Jair Bolsonaro levou uma surra na mídia e nas redes por causa de seu discurso ontem na ONU. Se o objetivo era falar para o público interno, dando explicações defensivas para erros cometidos na pandemia e no meio ambiente, o tiro saiu pela culatra. O pronunciamento só pegou bem na bolha bolsonarista. As dezenas, talvez centenas, de checagens de credibilidade que concluíram serem mentirosas diversas das afirmações levadas às Nações Unidas pulularam nos whatsapps o dia todo.
Botar a culpa das queimadas na Amazônia nos caboclos e índios foi patético, assim como jogar todas as responsabilidades pela Covid em governadores e prefeitos e a denúncia de uma suposta “cristofobia” que nunca havíamos identificado em nosso país. A nível interno, portanto, se o episódio não servirá para derrubar a popularidade presidencial — afinal, temos que reconhecer que a maioria dos cidadãos brasileiros está se lixando para o discurso do presidente na ONU — também não ajuda em nada.

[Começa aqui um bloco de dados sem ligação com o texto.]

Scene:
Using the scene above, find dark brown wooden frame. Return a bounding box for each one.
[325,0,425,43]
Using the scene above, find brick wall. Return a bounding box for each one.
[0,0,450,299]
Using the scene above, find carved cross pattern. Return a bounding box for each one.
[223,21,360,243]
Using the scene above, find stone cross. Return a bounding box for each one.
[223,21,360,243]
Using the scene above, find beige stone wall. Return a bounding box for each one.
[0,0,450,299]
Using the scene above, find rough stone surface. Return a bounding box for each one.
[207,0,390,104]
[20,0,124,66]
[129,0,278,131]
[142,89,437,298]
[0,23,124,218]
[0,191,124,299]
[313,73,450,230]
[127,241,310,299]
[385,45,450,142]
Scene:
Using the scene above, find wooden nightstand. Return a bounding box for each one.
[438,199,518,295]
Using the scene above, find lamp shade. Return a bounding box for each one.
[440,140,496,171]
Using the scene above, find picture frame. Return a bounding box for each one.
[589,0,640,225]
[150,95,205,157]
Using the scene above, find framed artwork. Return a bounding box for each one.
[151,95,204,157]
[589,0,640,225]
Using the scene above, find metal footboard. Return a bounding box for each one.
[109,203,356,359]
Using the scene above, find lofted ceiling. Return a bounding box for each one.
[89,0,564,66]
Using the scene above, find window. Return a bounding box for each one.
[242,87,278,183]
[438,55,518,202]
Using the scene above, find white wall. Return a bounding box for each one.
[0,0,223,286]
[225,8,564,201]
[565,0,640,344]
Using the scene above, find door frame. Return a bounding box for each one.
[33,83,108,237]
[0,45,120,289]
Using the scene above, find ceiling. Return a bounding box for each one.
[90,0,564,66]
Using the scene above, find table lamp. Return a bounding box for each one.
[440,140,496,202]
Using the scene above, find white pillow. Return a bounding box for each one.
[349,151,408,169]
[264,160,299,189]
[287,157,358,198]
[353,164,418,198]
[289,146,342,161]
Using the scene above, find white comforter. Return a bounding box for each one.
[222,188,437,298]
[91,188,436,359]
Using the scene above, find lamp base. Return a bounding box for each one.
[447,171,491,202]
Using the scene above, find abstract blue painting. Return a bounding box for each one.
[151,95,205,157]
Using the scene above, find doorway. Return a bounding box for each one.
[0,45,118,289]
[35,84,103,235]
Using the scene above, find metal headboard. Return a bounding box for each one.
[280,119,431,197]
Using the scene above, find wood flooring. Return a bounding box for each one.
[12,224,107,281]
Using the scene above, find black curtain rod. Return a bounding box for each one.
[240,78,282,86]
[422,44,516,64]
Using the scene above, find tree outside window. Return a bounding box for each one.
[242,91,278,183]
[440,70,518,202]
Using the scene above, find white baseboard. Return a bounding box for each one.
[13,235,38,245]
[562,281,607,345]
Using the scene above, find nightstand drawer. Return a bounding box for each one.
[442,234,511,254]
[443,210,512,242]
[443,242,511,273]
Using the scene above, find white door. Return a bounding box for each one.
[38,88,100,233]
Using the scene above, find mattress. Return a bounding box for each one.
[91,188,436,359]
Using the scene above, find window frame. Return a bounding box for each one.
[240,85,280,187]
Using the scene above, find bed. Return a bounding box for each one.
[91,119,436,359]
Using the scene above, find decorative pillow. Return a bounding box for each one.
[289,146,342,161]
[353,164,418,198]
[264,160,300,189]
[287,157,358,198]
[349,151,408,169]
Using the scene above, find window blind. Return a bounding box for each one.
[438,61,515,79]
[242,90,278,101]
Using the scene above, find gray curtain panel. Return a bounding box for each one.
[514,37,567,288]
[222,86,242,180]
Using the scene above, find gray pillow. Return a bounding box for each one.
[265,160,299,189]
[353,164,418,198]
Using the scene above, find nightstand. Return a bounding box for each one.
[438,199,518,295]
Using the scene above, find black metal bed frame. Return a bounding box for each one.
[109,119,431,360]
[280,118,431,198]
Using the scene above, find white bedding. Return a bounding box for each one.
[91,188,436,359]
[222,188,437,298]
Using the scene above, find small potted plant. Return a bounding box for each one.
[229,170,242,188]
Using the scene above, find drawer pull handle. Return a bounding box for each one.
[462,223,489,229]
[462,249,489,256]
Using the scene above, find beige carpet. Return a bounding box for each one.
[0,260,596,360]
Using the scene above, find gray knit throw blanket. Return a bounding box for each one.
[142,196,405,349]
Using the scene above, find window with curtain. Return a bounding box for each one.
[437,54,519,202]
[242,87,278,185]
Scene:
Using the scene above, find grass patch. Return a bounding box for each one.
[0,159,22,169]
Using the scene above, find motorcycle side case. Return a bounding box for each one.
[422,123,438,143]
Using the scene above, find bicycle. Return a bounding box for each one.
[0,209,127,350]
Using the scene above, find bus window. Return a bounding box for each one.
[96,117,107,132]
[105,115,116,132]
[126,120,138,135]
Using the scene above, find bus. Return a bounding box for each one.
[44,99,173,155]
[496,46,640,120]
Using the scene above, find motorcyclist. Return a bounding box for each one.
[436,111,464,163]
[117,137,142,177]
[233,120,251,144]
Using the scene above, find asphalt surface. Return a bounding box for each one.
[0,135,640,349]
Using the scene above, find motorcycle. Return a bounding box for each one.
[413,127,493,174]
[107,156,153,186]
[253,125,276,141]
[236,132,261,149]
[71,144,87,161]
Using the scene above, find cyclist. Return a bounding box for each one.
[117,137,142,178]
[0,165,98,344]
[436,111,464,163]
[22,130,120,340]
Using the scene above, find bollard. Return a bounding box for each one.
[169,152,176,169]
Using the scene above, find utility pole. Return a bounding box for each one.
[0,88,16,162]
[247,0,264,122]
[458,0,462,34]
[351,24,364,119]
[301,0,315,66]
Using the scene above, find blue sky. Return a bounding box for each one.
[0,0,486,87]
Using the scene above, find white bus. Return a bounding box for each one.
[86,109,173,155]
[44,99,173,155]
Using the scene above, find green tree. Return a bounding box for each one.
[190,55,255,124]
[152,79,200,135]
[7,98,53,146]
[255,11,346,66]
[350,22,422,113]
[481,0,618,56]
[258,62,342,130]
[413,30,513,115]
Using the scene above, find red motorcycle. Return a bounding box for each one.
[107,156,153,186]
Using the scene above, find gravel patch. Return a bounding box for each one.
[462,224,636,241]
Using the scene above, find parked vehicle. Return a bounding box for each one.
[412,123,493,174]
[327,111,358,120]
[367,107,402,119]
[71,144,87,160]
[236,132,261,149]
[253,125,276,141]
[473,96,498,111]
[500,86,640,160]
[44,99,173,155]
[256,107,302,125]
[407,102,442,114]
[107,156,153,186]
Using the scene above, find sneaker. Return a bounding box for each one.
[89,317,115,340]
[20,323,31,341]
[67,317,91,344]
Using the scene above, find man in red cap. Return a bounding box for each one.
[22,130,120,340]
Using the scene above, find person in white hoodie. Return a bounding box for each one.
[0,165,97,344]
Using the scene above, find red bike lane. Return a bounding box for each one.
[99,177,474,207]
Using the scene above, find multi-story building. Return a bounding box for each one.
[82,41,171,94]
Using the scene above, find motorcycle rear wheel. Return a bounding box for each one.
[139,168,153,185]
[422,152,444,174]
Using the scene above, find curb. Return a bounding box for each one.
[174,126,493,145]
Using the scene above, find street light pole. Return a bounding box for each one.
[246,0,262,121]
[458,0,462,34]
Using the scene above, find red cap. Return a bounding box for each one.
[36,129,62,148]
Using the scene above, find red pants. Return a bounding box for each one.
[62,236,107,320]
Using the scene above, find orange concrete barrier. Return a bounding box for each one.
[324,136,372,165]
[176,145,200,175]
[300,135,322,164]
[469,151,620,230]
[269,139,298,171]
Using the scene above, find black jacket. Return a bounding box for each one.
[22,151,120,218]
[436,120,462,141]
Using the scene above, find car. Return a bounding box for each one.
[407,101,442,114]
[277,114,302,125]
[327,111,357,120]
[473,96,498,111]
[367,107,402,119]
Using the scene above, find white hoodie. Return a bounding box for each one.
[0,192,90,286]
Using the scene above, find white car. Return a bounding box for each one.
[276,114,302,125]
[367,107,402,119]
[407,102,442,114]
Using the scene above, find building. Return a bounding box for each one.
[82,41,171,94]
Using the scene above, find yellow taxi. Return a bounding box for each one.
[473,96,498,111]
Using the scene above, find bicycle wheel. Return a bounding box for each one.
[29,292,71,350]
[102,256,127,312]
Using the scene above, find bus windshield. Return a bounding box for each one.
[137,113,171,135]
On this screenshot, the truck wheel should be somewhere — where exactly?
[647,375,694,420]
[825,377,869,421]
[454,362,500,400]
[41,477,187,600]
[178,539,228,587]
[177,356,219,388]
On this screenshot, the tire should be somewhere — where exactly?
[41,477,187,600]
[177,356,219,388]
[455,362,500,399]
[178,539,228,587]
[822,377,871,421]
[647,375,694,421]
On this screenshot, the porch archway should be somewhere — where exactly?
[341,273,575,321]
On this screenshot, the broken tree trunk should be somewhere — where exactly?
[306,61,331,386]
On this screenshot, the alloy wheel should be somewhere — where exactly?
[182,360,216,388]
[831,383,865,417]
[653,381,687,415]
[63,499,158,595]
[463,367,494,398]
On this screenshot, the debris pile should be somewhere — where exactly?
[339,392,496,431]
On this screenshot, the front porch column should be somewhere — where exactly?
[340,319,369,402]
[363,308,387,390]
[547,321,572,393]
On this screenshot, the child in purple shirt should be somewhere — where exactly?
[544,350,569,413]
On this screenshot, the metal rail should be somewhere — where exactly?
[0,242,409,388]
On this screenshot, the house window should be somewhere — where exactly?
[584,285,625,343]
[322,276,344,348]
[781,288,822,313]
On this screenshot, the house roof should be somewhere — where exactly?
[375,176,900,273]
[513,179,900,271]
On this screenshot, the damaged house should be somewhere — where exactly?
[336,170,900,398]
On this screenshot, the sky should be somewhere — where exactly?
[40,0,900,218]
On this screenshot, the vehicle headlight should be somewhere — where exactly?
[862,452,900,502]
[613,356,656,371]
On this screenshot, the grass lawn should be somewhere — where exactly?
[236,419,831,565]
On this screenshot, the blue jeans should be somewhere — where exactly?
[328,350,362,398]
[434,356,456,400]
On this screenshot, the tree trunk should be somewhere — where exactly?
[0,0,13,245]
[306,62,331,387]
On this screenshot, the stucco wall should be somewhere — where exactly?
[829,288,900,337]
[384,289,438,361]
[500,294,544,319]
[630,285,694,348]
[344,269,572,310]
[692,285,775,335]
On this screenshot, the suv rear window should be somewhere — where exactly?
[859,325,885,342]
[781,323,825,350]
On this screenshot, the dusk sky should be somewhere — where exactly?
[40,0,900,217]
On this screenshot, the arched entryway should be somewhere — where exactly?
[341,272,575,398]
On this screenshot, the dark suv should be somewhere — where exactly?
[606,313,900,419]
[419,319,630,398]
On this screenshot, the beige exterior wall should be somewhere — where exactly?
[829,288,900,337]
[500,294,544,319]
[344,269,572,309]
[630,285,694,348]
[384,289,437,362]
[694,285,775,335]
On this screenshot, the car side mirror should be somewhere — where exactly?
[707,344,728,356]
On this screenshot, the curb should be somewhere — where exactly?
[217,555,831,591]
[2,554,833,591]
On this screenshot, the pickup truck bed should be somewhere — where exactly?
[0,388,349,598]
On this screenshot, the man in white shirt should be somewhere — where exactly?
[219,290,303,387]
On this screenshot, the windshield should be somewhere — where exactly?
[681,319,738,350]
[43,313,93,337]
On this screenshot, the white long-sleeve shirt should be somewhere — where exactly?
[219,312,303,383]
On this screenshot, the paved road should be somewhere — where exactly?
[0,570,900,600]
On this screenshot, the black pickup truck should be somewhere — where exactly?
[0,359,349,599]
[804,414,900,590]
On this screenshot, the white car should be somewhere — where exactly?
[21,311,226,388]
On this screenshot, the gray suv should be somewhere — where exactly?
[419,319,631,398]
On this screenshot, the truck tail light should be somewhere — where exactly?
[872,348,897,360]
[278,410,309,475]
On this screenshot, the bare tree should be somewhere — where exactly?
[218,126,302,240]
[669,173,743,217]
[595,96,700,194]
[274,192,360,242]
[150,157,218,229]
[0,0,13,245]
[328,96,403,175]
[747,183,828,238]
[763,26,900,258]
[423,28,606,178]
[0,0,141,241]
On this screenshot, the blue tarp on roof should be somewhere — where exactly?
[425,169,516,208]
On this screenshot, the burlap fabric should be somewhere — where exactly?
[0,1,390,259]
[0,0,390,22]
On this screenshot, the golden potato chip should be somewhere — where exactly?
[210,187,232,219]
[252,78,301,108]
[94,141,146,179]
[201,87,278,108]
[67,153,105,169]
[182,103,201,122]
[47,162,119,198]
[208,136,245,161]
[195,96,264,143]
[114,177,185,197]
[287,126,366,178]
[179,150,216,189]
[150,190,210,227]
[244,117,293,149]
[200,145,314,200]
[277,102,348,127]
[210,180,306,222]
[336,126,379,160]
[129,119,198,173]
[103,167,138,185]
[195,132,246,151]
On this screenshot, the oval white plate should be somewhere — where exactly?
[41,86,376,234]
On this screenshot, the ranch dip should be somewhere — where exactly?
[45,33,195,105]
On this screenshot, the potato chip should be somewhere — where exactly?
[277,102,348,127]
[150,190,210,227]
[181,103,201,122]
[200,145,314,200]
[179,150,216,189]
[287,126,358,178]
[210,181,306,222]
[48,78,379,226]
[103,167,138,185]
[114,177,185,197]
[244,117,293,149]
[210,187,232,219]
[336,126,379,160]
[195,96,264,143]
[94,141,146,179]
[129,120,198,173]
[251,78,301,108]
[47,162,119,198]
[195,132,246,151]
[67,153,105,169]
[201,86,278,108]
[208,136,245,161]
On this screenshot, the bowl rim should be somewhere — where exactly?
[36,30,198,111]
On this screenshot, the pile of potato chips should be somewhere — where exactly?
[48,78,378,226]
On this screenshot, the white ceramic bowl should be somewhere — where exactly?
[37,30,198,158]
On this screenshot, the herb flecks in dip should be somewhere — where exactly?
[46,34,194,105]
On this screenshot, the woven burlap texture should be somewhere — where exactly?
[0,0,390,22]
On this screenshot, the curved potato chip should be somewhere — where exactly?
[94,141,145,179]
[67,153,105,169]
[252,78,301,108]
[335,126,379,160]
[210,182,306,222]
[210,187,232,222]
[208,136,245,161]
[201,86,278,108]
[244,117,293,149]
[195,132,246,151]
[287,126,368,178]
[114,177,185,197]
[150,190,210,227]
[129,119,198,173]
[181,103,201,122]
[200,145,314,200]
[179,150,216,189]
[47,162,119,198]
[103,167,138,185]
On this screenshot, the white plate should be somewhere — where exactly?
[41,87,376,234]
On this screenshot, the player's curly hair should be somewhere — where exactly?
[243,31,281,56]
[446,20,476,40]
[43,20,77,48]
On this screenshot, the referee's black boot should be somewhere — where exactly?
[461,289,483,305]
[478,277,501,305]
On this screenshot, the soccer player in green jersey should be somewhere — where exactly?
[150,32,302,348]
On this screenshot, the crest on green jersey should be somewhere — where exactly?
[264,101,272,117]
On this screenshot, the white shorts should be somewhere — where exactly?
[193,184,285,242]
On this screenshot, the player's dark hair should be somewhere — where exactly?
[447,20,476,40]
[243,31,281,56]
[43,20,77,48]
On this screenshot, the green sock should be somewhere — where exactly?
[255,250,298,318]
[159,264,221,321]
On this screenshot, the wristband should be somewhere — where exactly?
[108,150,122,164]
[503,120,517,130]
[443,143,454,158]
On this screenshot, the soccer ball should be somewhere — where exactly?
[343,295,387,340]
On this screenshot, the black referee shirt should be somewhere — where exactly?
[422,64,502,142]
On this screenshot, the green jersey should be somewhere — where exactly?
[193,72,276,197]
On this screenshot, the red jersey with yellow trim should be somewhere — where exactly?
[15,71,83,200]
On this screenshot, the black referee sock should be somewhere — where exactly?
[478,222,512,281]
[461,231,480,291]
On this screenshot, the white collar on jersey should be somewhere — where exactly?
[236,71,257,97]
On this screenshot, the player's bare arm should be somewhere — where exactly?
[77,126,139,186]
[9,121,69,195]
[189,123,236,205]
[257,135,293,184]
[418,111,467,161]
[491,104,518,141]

Do ponto de vista de imagem externa, porém, o estrago pode ser grande. Desde o início do governo Bolsonaro, o Brasil já vinha num processo de perda acelerada de prestígio internacional nos mais variados países e organizações. Suas atitudes contra o multilateralismo, a subserviência aos Estados Unidos, ao apoio a ditaduras distantes só porque são autoritárias e, acima de tudo, o tratamento dado à questão ambiental destruíram em pouquíssimo tempo todo um acumulado de bons serviços prestados por governos anteriores no plano internacional.
Basta reparar que Bolsonaro conseguiu um feito: uniu contra si, em manifestos diversos, praticamente todos os ex-chanceleres que ocuparam a cadeira de Rio Branco nas últimas décadas, com suas variadas posições políticas e ideologias. Deram um exemplo a outros setores — sobretudo da política — de que, na hora de ser patriota e colocar o país em primeiro lugar, é possível passar por cima de vaidades e divergências. Esses ex-ministros são personagens respeitadas e com fortes conexões no exterior.
Na prática, o discurso do presidente na Assembléia das Nações Unidas representa mais um passo — um dos últimos — à beira do abismo do repúdio internacional ao país. E ele vai incomodar de verdade quando sair do declaratório dos organismos internacionais e bater mais fortemente no bolso brasileiro. Frigoríficos e outros setores do agronegócio já dão sinais de alarme com a perda de vendas para países que começam a deixar de comprar nossos produtos. Fundos investidores já alertaram que vão se bandear daqui.
Tudo isso, antes da fala de Bolsonaro, que perdeu a oportunidade de usá-la para recompor suas relações com o mundo, oferecendo segurança em relação às políticas de preservação do meio ambiente. Ao invés disso, ele contou lorotas que não enganam nem as crianças.